Akhirnya Umar menunjuk enam orang untuk
memilih satu diantara mereka, yaitu Usman bin Affan, Ali bin Abi Thalib,
Zubair bin Awwam, Talhah bin Ubaidillah, Abdur-Rahman bin Auf dan Sa’d
bin Abi Waqqas. Alasannya, Umar pernah mendengar Rasul berkata bahwa
mereka adalah penghuni surga. Umar menyuruh Abdullah bin Umar bergabung
untuk mengawasi, tidak boleh dipilih karena dia anak dari Umar bin
Khattab.
Dari kisah di atas, paling tidak ada 3 (tiga) pelajaran
(ibrah) yang bisa kita petik sebagai kriteria memilih pemimpin.
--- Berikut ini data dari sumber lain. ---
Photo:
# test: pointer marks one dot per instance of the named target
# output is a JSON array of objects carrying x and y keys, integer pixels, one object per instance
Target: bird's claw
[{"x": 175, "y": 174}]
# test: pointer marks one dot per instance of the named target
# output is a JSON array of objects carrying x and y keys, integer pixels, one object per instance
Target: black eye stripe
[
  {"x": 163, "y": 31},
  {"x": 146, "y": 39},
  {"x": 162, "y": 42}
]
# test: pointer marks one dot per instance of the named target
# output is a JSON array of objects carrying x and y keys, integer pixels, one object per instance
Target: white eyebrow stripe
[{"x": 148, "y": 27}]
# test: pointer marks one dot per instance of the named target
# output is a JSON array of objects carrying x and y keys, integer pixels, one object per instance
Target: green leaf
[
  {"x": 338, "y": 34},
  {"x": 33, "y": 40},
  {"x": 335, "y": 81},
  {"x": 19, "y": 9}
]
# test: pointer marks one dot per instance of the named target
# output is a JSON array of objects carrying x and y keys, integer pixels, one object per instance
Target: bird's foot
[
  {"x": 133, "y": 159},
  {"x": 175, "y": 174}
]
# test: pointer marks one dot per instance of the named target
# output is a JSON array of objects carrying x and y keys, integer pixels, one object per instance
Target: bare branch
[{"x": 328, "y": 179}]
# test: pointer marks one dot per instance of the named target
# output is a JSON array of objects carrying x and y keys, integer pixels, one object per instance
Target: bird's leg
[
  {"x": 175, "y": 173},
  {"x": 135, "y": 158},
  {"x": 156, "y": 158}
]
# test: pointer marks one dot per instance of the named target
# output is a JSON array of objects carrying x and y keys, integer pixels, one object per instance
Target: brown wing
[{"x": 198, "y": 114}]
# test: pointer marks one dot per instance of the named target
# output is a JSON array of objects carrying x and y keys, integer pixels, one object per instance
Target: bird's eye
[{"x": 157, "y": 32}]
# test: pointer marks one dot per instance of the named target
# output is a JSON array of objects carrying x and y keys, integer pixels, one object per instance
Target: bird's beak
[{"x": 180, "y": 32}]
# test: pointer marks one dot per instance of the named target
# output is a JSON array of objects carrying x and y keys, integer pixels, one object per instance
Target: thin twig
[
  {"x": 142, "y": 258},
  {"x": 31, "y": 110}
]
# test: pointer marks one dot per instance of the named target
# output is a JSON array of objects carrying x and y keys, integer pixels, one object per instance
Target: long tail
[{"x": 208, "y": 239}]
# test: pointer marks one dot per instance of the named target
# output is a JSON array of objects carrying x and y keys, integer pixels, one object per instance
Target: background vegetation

Pertama, integritas agama. Jaminan masuk surga oleh Rasul, bagi Umar
cukup sebagai dasar kualitas agama mereka.
Kedua, Umar tidak
mengangkat anaknya sebagai penggantinya, meskipun umat menganjurkannya.
Inilah satu diantara keteladanan kepemimpinan Umar bin Khattab, dia
enggan melibatkan keluarga untuk urusan “negara,” bukan hanya urusan
kekayaan “negara,” namun juga jabatan, lebih-lebih jabatan nomor satu.
Ketiga,
Umar tidak mengangkat orang yang tidak mampu menceraikan istrinya.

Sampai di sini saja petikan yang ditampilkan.